Книги

Чувство движения. Интеллектуальная история

22
18
20
22
24
26
28
30

Чувство жизни

Если пытаться проявить историческую чуткость к опыту восприятия движения – сопротивления и к его роли в понимании людей как агентов, следует несколько иначе взглянуть на так называемую философию жизни, занимавшую столь видное место в европейской культуре в конце XIX века и в годы перед Первой мировой войной. Противники этого философского течения, во все времена критикуя его как с естественнонаучных, так и с философских позиций за недопустимую размытость категорий, обилие антинаучных утверждений и утопические фантазии, считали, что оно не заслуживает серьезного внимания. Однако от этого оно не становилось менее привлекательным для самой широкой аудитории. В данном разделе будет показана связь между чувством жизни, чувством себя-как-агента и чувством движения. И наиболее ценным источником здесь, несомненно, являются сочинения Ницше. Затем я коснусь основных положений критики, в том числе обвинения в антропоморфизме.

Широкий положительный отклик на философию жизни объясняется естественной тягой людей к теории, которая стремится вывести все человеческое понимание из характера самой жизни. Примечательно, что эта философия не признавала узкоспециализированного развития биологических наук (см.: Schnädelbach, 2009, ch. 5). Если согласиться с тем, что термин «жизнь» был не самым удачным, нельзя не признать, что он был (и остается) резонансным. Как и декларация «жизнь – это движение».

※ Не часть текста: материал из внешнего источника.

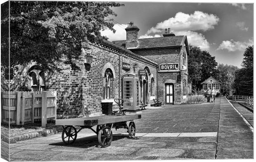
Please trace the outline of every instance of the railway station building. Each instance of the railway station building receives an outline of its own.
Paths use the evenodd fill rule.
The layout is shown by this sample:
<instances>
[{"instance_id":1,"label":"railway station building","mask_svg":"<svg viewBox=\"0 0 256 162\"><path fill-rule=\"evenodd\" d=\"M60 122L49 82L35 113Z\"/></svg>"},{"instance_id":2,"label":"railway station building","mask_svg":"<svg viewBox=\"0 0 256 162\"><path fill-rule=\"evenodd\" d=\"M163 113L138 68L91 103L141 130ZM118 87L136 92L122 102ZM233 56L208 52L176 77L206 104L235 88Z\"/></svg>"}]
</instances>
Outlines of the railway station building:
<instances>
[{"instance_id":1,"label":"railway station building","mask_svg":"<svg viewBox=\"0 0 256 162\"><path fill-rule=\"evenodd\" d=\"M190 89L186 36L169 29L163 37L139 39L139 28L132 23L128 26L126 40L100 39L82 49L75 60L81 71L60 65L61 72L50 74L33 63L21 66L10 90L57 91L57 115L73 117L101 113L102 103L117 108L115 98L123 98L124 107L134 111L140 110L140 101L149 105L156 98L164 104L182 103Z\"/></svg>"}]
</instances>

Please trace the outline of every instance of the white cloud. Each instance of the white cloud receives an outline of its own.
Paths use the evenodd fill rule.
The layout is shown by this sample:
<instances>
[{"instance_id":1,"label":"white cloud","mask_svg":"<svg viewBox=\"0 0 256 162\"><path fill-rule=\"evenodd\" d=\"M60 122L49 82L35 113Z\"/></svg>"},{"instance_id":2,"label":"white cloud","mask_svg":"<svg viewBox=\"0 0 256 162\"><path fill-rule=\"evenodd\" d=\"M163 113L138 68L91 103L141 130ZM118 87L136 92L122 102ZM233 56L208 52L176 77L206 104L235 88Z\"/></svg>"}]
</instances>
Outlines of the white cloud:
<instances>
[{"instance_id":1,"label":"white cloud","mask_svg":"<svg viewBox=\"0 0 256 162\"><path fill-rule=\"evenodd\" d=\"M100 33L102 36L107 36L109 41L115 40L126 40L126 32L124 29L127 27L127 24L120 25L115 24L113 28L116 30L116 32L114 33L112 30L108 28L104 30L100 31Z\"/></svg>"},{"instance_id":2,"label":"white cloud","mask_svg":"<svg viewBox=\"0 0 256 162\"><path fill-rule=\"evenodd\" d=\"M148 30L147 34L163 32L166 28L171 28L175 31L202 30L205 31L214 28L219 18L213 14L208 14L196 11L191 14L179 12L174 17L158 23L155 27Z\"/></svg>"},{"instance_id":3,"label":"white cloud","mask_svg":"<svg viewBox=\"0 0 256 162\"><path fill-rule=\"evenodd\" d=\"M238 22L237 23L237 26L239 27L239 28L241 30L248 31L248 28L244 27L244 22Z\"/></svg>"},{"instance_id":4,"label":"white cloud","mask_svg":"<svg viewBox=\"0 0 256 162\"><path fill-rule=\"evenodd\" d=\"M161 36L159 34L156 34L154 36L152 35L148 35L147 34L146 34L143 35L142 35L139 37L139 39L143 39L143 38L154 38L156 37L161 37Z\"/></svg>"},{"instance_id":5,"label":"white cloud","mask_svg":"<svg viewBox=\"0 0 256 162\"><path fill-rule=\"evenodd\" d=\"M175 33L176 35L187 35L187 42L191 45L200 47L203 50L210 48L210 44L201 33L192 31L180 31Z\"/></svg>"},{"instance_id":6,"label":"white cloud","mask_svg":"<svg viewBox=\"0 0 256 162\"><path fill-rule=\"evenodd\" d=\"M233 39L230 41L223 41L217 49L217 50L227 49L229 52L232 52L235 51L244 51L248 46L253 44L253 40L250 39L247 42L235 42Z\"/></svg>"},{"instance_id":7,"label":"white cloud","mask_svg":"<svg viewBox=\"0 0 256 162\"><path fill-rule=\"evenodd\" d=\"M237 7L241 9L242 9L245 10L247 9L247 8L244 5L244 3L231 3L232 6Z\"/></svg>"}]
</instances>

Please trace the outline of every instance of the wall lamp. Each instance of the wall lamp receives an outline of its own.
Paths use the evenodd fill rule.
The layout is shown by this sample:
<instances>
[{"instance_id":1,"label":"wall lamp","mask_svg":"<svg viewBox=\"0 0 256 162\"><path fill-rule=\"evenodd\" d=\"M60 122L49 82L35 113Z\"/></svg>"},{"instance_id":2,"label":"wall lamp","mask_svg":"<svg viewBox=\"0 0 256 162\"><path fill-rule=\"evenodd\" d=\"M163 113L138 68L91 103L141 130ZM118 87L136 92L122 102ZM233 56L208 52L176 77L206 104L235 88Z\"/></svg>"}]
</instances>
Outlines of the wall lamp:
<instances>
[{"instance_id":1,"label":"wall lamp","mask_svg":"<svg viewBox=\"0 0 256 162\"><path fill-rule=\"evenodd\" d=\"M90 53L86 53L85 56L85 64L90 64L92 60L92 56L90 55Z\"/></svg>"}]
</instances>

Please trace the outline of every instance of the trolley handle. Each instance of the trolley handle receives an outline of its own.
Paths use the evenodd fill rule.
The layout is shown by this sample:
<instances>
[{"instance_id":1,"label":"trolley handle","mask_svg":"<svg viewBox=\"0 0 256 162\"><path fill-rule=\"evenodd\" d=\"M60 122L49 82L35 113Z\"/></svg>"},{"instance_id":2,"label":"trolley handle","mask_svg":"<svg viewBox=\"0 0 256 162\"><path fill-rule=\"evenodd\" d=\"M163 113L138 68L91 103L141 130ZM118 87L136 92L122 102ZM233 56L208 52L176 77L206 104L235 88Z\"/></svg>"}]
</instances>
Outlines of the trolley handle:
<instances>
[{"instance_id":1,"label":"trolley handle","mask_svg":"<svg viewBox=\"0 0 256 162\"><path fill-rule=\"evenodd\" d=\"M120 106L123 104L123 103L124 102L124 100L121 98L115 98L114 99L115 102L118 104Z\"/></svg>"}]
</instances>

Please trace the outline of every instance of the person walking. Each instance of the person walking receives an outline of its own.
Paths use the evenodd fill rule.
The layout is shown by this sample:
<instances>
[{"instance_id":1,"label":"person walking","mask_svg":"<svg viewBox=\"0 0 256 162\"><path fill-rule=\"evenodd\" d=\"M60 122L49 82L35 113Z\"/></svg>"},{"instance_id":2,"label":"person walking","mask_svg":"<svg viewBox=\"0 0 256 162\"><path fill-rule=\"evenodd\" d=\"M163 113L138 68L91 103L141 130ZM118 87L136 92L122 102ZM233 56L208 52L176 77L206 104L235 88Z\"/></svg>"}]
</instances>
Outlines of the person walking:
<instances>
[{"instance_id":1,"label":"person walking","mask_svg":"<svg viewBox=\"0 0 256 162\"><path fill-rule=\"evenodd\" d=\"M208 87L207 90L206 91L206 97L207 97L207 102L210 102L210 98L211 97L211 92L210 90L210 88Z\"/></svg>"},{"instance_id":2,"label":"person walking","mask_svg":"<svg viewBox=\"0 0 256 162\"><path fill-rule=\"evenodd\" d=\"M211 89L211 102L213 102L213 102L215 102L215 96L216 96L216 90L215 90L215 87L213 87L212 89Z\"/></svg>"}]
</instances>

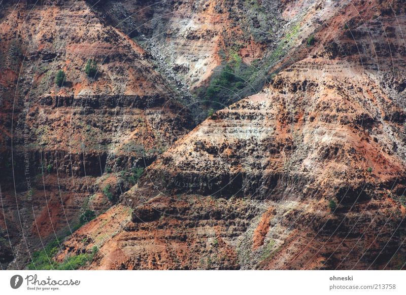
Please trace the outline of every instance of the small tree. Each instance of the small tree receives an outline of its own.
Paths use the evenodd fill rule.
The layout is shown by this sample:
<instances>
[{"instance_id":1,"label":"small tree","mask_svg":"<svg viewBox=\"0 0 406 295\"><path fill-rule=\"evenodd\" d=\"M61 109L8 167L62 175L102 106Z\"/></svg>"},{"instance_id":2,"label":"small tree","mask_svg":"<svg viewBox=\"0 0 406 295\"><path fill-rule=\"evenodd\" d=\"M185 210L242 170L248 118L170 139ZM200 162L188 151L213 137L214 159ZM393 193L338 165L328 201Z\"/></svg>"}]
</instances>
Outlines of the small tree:
<instances>
[{"instance_id":1,"label":"small tree","mask_svg":"<svg viewBox=\"0 0 406 295\"><path fill-rule=\"evenodd\" d=\"M97 72L97 64L94 59L87 61L85 66L85 72L90 78L94 78Z\"/></svg>"},{"instance_id":2,"label":"small tree","mask_svg":"<svg viewBox=\"0 0 406 295\"><path fill-rule=\"evenodd\" d=\"M84 225L85 223L89 222L92 219L94 219L96 217L96 212L92 210L87 209L83 213L80 215L79 217L79 222L81 224Z\"/></svg>"},{"instance_id":3,"label":"small tree","mask_svg":"<svg viewBox=\"0 0 406 295\"><path fill-rule=\"evenodd\" d=\"M58 70L55 78L55 83L56 85L61 87L63 85L63 82L65 82L65 72L61 69Z\"/></svg>"},{"instance_id":4,"label":"small tree","mask_svg":"<svg viewBox=\"0 0 406 295\"><path fill-rule=\"evenodd\" d=\"M313 35L311 35L308 38L308 46L313 46L314 45L315 41L314 36Z\"/></svg>"},{"instance_id":5,"label":"small tree","mask_svg":"<svg viewBox=\"0 0 406 295\"><path fill-rule=\"evenodd\" d=\"M330 200L328 202L328 207L330 208L330 211L331 212L333 212L337 209L337 203L335 203L335 201L332 199Z\"/></svg>"}]
</instances>

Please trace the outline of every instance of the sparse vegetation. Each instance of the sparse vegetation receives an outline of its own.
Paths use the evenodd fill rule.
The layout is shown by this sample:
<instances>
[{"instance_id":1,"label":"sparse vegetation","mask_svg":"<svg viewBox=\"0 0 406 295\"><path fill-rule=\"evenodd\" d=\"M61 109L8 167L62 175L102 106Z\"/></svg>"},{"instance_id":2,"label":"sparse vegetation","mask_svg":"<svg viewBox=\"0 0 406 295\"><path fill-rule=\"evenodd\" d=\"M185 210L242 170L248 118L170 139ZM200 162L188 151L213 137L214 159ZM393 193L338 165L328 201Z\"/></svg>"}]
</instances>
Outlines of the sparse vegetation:
<instances>
[{"instance_id":1,"label":"sparse vegetation","mask_svg":"<svg viewBox=\"0 0 406 295\"><path fill-rule=\"evenodd\" d=\"M142 167L137 167L131 169L131 175L129 177L129 181L133 185L135 185L140 180L140 177L144 173L144 168Z\"/></svg>"},{"instance_id":2,"label":"sparse vegetation","mask_svg":"<svg viewBox=\"0 0 406 295\"><path fill-rule=\"evenodd\" d=\"M55 84L60 87L61 87L63 86L63 83L65 82L65 77L66 75L65 75L65 72L60 69L58 71L58 72L56 73L56 77L55 78Z\"/></svg>"},{"instance_id":3,"label":"sparse vegetation","mask_svg":"<svg viewBox=\"0 0 406 295\"><path fill-rule=\"evenodd\" d=\"M87 61L85 66L85 72L90 78L94 78L97 72L97 63L94 59Z\"/></svg>"},{"instance_id":4,"label":"sparse vegetation","mask_svg":"<svg viewBox=\"0 0 406 295\"><path fill-rule=\"evenodd\" d=\"M76 270L85 265L88 262L93 259L95 254L84 253L74 255L67 257L63 262L58 263L53 260L54 256L58 252L59 248L58 240L55 240L45 246L42 250L34 252L32 255L32 261L27 266L28 269L32 270Z\"/></svg>"},{"instance_id":5,"label":"sparse vegetation","mask_svg":"<svg viewBox=\"0 0 406 295\"><path fill-rule=\"evenodd\" d=\"M333 199L330 200L328 202L328 207L330 208L330 211L333 212L337 209L337 203Z\"/></svg>"},{"instance_id":6,"label":"sparse vegetation","mask_svg":"<svg viewBox=\"0 0 406 295\"><path fill-rule=\"evenodd\" d=\"M86 210L79 217L79 222L84 225L94 219L96 217L96 212L92 210Z\"/></svg>"},{"instance_id":7,"label":"sparse vegetation","mask_svg":"<svg viewBox=\"0 0 406 295\"><path fill-rule=\"evenodd\" d=\"M315 41L316 39L315 39L314 36L313 35L311 35L308 38L308 46L313 46L314 45Z\"/></svg>"},{"instance_id":8,"label":"sparse vegetation","mask_svg":"<svg viewBox=\"0 0 406 295\"><path fill-rule=\"evenodd\" d=\"M114 199L114 196L110 192L111 186L107 185L103 190L103 194L107 197L108 200L110 202L112 202Z\"/></svg>"}]
</instances>

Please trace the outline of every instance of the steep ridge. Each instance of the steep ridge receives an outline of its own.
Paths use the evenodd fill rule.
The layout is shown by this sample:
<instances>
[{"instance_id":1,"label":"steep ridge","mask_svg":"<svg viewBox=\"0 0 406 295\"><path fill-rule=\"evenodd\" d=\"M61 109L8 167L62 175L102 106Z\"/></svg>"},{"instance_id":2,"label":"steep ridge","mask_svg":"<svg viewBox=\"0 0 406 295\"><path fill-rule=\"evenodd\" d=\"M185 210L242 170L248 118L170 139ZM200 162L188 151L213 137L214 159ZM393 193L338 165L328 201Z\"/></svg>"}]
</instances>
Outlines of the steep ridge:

В начале XX века еще было немало религиозно-идеалистических философов, готовых использовать язык прежней эпохи и отстаивать свою веру в то, что природный мир и история человечества устремлены к предзаданной высшей цели. Так, Джеймс Уорд, ведущий английский критик эмпирической психологии Бэна, увековечил язык (сопоставимый с языком Мен де Бирана), связав понятие каузальности, во-первых, с интуицией активного «я», а во-вторых, с чувственным опытом сопротивления. Поскольку сознательные субъекты демонстрируют своими действиями «имманентную эффективность и целеустремленность» и поскольку это согласуется с эффективностью и целесообразностью мироздания, то, по Уорду, деятельность Божества постижима (Ward, 1911, p. 275)[188]. Мир виделся ему устремленным ко все большей полноте жизни с опорой на долгую традицию – в качестве современного философского авторитета был признан Лейбниц, – с признанием онтологического статуса активного стремления к совершенству (целесообразной силы) в познании и поведении. Уорд отлично знал, что в механике «сила» выражается математической функцией. Но формальная механика оперирует абстрактной, а не реальной каузальностью; для понимания реальной каузальности точкой отсчета должна быть интуиция, «особенности той стороны жизни и разума, которая prima facie является по существу телеологической» (Ward, 1899, vol. 2, p. 209)[189].

Другой профессор философии, Вильгельм Вундт, тоже исповедовал метафизику активности, правда, без откровенно религиозного уклона. Хотя Вундта считают основателем научной психологии, его психологические воззрения вписаны в контекст философской системы. В психологии он придерживался разработанной им теории волюнтаризма, согласно которой осознание есть проявление психической активности (Araujo, 2016, p. 202–207). Отрицая вслед за Кантом познаваемость «объективно существующего» мира, Вундт утверждал, что единственно познаваемым следует признать активность. Такое осознавание само по себе не тождественно осознанию чувства движения, здесь речь идет скорее об осознанной интуиции активности. Как бы то ни было, на протяжении многих лет Вундт повторял, что существует интуитивное осознание двигательной активности, которое коррелирует с инициацией моторного акта и возникающим в результате чувством движения («ощущением иннервации»).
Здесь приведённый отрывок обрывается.